Random Testing Gets No Respect


A funny thing about random testing is that it gets little respect from most computer scientists. Here’s why:

  • Random testing is simple, and peer reviewers hate simple solutions.
  • Random testing does not lend itself to formalization and proofs, which peer reviewers love.
  • Random testing provides no guarantees. Peer reviewers love guarantees — regardless of whether the they are actually useful.
  • Random testing is hard to do well, but the difficulty is more art than science: it requires intuition, good taste, and domain knowledge. These — like many other important things — can’t be neatly packaged up in a journal paper.
  • People dislike the probabilistic aspect, and would prefer a fixed test suite.
  • Most researchers don’t produce robust software, and therefore have trouble understanding why anyone would need testing techniques that can help produce robust software by uncovering difficult corner-case bugs.

Of course, random testing has plenty of well-known problems, but I often get the feeling that people are responding to prejudices rather than facts. Even so, the picture is far from bleak and there are plenty of good researchers who exploit or at least appreciate random testing. My favorite recent example is found in this paper by Fox and Myreen, who are working on a formal model of the ARM instruction set architecture in the HOL4 theorem prover. This kind of work is the most pedantic, hard-nosed possible kind of formal methods, and yet they validate their model (and find bugs in it) using humble randomized differential testing — against real ARM boards, no less.

,

17 responses to “Random Testing Gets No Respect”

  1. Of course, over in theory, random testing gets plenty of respect, with formal proofs and probabilistic guarantees and all that. Different fields, different prejudices?

  2. Amen!

    We have a paper in the pipeline which uses random testing for some topological properties of isosurfacing algorihtms, and we had a really rough time convincing people how damned useful randomized property testing is. “But where’s the theorem?” Nevermind that it caught bugs that had been lurking in published code, from algorithms which had been proven correct 🙂

  3. Thanks for the story Carlos! Each of my random testing papers has had about one reviewer who made a serious attempt to kill the paper.

  4. Chung-chieh, maybe you can send me a few pointers to good papers?

    I’m pretty sure that plain old random testing can be bootstrapped into useful guarantees. I just don’t know how to do it yet :).

  5. But wait a second. I remember you constantly complaining at me a while back insisting that randomized methods can never catch all the bugs in a program.

  6. Nope, I’m saying in many cases reviewers have a generalized prejudice against random testing. Usually there isn’t any way to catch all bugs.

  7. I think what I really like to get from a paper is some insight – but, unless the author does a good job, a paper that uses random testing, genetic algorithms, brute force, etc. can be very effective at solving a problem but give little or no insight. And even if there is insight, it may be so narrow that I don’t care. I think it takes a lot of work to write a paper on random testing that makes people care.

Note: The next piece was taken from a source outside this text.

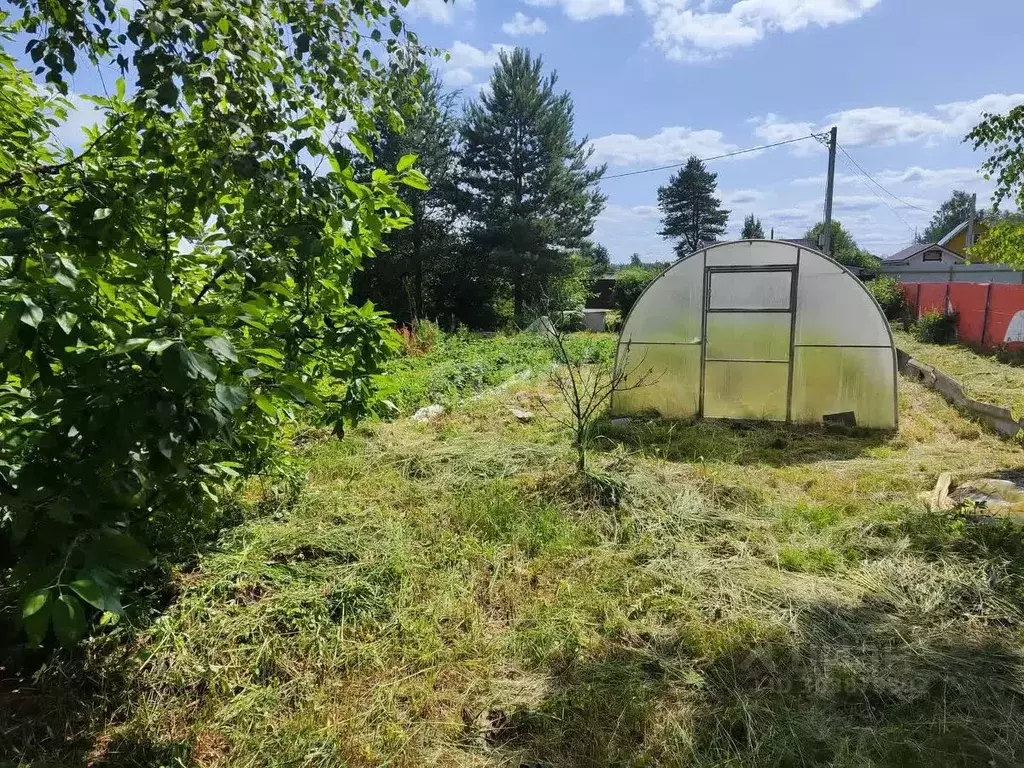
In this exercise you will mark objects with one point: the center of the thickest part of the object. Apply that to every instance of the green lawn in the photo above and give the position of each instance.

    Which is not to say that random testing is a bad technique. To help us experiment with an experimental (big) extension the ARM instruction set, we’ve been generating assemblers, disassemblers, LLVM instruction selection, simulators, etc. and we’ve caught lots of bugs and inconsistencies between the tools using random testing. And, of course, there’s lots of random testing (and directed testing) of ARM processors.

  8. So basically a good random testing paper is one where we learn something, and where that something is (at least somewhat) generally applicable. Sounds right!

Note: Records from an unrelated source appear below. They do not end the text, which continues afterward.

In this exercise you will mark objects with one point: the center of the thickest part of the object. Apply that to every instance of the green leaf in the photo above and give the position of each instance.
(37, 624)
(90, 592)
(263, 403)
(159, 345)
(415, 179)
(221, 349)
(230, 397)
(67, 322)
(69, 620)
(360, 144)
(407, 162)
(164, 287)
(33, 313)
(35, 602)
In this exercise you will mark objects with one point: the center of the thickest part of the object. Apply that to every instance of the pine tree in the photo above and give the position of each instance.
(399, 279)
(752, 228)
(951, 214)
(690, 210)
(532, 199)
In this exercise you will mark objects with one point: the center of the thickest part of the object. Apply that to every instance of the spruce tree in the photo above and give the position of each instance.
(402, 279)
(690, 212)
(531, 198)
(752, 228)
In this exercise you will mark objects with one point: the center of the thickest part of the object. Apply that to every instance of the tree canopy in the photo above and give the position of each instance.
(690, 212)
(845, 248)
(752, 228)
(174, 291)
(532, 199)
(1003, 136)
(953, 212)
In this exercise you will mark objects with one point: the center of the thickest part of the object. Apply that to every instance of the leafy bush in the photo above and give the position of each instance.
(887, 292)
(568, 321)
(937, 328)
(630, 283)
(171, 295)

  9. I think Alastair’s point is a good one and applies generally as well. Papers should yield insight as well as solutions. There’s a famous note by Bill Thurston (I think) to this effect about proofs in mathematics as well.

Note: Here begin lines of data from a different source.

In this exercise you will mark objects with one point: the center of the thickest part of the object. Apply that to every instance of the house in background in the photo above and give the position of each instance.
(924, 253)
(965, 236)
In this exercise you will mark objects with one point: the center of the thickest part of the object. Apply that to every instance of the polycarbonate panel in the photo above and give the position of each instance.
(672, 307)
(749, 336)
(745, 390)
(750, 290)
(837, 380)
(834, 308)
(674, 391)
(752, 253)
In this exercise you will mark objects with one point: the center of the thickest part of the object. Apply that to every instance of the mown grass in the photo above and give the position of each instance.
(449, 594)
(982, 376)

  10. Thanks for the references Chung-chieh and Ranjit!

    Ranjit, in this post I’m reacting to a lot of conversations I’ve had with intelligent computer scientists who simply do not accept that random testing can or should be part of the quality assurance package for software systems. I’ve heard the same weak objections over and over, but certainly this attitude is not universal. Quickcheck is an excellent piece of work and we need more tools like it.

  11. I’d feel more comfortable with random testing if the random test cases produced were always automatically added to a growing regression suite. Thus random tests from the past could be repeated with the current version of the software. Otherwise the possibility for Heisenbugs (and the reverse, Heisenpasses) is just too great.